Engineer: Waste agreement with Woonsocket is best plan

NORTH SMITHFIELD - A new agreement for wastewater disposal may cost users in North Smithfield an extra $194,000 a year, but it's still the most affordable option, an engineer told the Town Council this week.

"In essence we don't have any other better alternatives that I can see from an engineering and financial standpoint," said Joseph Casali, president of Joe Casali Engineering, Inc.

Woonsocket officials have looked to get three neighboring towns to sign new inter-jurisdictional agreements for waste service at the Cumberland Hill Road facility for the past several years, but North Smithfield has held out, with 4,400 users potentially affected by the change. The 22-year contracts split $300,000 in costs between Bellingham, Blackstone and North Smithfield. The funding would be used in part to perform state-mandated upgrades to the plant.

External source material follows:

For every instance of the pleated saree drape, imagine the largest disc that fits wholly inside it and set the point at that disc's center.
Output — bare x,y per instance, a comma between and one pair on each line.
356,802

The two Massachusetts towns that utilize portions of the plant agreed to new contracts earlier this year, but Town Administrator Paulette Hamilton has said that the fee the city is demanding is not acceptable, and vowed to look for other options for waste disposal.

The search, it seems, has not been fruitful.

"We find at this time that it's prudent that the town execute the inter-jurisdictional waste agreement with the city of Woonsocket," Casali said.

Casali was hired in October to complete a Sewer Feasibility Study in search of alternative solutions, including the possibility of building a new wastewater treatment plant in town. Last month, he met with Hamilton, along with Sewer Supt. Russ Carpenter and Angelo Liberti, chief of watersheds and standards for the Rhode Island Department of Environmental Management, to discuss the idea.

"It was estimated that the cost of new construction could be upward of $30 million, with an approval process, if allowed, of up to five to eight years," the results of that study explain.

Treated wastewater from a North Smithfield plant would need to be discharged into either Cherry Brook or the Blackstone River, which are both situated in what's considered an "impaired watershed."

"It was unsure if RIDEM would even allow discharge from a new wastewater treatment plant to this water body, especially knowing the Woonsocket Wastewater Treatment Plant is already permitted to handle North Smithfield's waste water," the engineer explained. "They also cautioned us that knowing that Woonsocket has the capacity it would probably be in both of our best interest to work together."

Casali also looked at the possibility of the town tying into the wastewater treatment plant in Burrillville.

"Burrillville does not have the capacity to handle the town's flow," he said. The addition of North Smithfield to the neighboring town's system, they found, would put Burrillville at full build out capacity immediately upon connection, and force officials not only to upgrade the waste water treatment plant to handle the additional flow, but also to renew their discharge permit.

Cassali said they also looked at the possibility of creating an agreement with Smithfield, but ruled out that option because would cost the town millions in infrastructure creation, as pipes were laid over distances between the two towns.

The town is currently operating under an expired wastewater disposal contract with Woonsocket signed in 1977. The agreement includes a clause stating that terms continue until either party gives three years' notice of their intent to change their wastewater plan. In October, Woonsocket officially put North Smithfield on three years' notice.

Still, Hamilton and members of the council did not seem fully convinced that there was not another viable alternative. Councilor Paul Zwolinski asked Casali if his firm had looked into the possibility of linking in to Lincoln's system, an option the engineer said he could explore.

Hamilton said the town has still not signed the new contract.

"We believe the best course of action will be to continue, with our neighbors in Blackstone, to negotiate a reasonable course of action for both the city and the two towns," she said.